The statement comes shortly after Secretary of State Antony Blinken reportedly pointed out in a letter to Afghan President Ashraf Ghani that the White House is "considering the full withdrawal of [US] forces [from Afghanistan] by May 1st as we consider other options".
The letter's veracity was confirmed by senior Afghan officials but rejected by the State Department.
According to Blinken, the US is making efforts "to move matters more fundamentally and quickly toward a settlement and a permanent and comprehensive cease-fire" in Afghanistan.
In the letter, the secretary of state ostensibly asked the UN to convene foreign ministers and envoys from China, India, Iran, Pakistan, Russia, and the US in order "to discuss a unified approach to supporting peace in Afghanistan".
Blinken also reportedly voiced concern that if the US withdraws its troops from Afghanistan, "the security situation [there] will worsen", which may help the Taliban make "rapid territorial gains". The secretary of state expressed hope that Ghani would "understand the urgency" of his tone, according to the letter.
No Hasty Exit From Afghanistan, Pentagon Says
The reported remarks came after the Pentagon said in a statement in mid-February that Secretary of Defence Lloyd Austin pledged that the US would not leave Afghanistan in a hasty manner.
"He told the [American] allies that the US is conducting a thorough review of the conditions of the US-Taliban Agreement to determine whether all parties have adhered to those conditions.

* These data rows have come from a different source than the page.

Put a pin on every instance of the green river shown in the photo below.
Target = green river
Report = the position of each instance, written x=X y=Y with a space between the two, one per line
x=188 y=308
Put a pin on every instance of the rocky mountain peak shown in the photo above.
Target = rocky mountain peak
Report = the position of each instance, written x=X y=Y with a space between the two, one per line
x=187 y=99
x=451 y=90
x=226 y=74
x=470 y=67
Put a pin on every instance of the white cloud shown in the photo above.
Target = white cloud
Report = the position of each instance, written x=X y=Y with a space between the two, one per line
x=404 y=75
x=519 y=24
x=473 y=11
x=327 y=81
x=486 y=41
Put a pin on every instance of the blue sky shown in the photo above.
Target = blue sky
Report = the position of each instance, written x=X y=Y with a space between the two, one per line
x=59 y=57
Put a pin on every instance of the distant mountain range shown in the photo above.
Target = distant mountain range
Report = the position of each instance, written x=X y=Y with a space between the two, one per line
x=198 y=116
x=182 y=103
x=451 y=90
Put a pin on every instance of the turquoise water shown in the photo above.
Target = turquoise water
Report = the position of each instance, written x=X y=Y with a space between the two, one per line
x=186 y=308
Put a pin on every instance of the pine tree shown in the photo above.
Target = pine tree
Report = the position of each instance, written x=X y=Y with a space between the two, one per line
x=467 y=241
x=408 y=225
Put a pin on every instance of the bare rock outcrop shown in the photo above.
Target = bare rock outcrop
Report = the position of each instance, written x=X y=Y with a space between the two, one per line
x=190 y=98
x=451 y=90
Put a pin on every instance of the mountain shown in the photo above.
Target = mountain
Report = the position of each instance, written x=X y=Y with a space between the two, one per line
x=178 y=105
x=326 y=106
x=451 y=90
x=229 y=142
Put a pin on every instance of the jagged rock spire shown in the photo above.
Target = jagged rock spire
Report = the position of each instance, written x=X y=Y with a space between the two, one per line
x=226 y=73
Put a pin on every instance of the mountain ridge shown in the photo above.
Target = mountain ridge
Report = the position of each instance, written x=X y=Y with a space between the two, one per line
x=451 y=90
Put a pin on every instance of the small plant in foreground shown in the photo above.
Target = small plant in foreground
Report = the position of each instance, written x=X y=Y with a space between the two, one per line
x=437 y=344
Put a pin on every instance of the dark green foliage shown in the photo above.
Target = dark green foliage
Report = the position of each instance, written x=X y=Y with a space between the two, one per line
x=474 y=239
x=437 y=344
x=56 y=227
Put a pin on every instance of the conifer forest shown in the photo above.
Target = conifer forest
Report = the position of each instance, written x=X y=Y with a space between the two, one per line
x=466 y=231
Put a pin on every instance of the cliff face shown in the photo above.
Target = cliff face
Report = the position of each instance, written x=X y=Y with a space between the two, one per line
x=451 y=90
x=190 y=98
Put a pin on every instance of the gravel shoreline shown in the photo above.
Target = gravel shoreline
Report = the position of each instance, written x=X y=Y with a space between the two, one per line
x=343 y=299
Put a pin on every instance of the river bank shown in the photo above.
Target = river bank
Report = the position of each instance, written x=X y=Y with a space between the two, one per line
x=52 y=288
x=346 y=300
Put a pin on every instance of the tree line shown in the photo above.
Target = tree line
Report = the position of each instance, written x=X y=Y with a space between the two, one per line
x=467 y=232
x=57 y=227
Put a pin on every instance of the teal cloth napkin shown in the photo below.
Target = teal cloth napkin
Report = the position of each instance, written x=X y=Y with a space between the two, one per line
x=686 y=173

And he made clear that he is committed to consulting with allies and partners throughout this process. He reassured allies that the US would not undertake a hasty or disorderly withdrawal from Afghanistan", the statement underlined.
In a separate agreement at the time, the Taliban urged the US to stick to the Doha peace agreement as the Biden administration put the accord under review.
At the end of his presidential tenure, former President Donald Trump announced significant reductions in American military contingents in Afghanistan and Iraq, with the number of US troops in Afghanistan reduced from 14,000 to 2,500.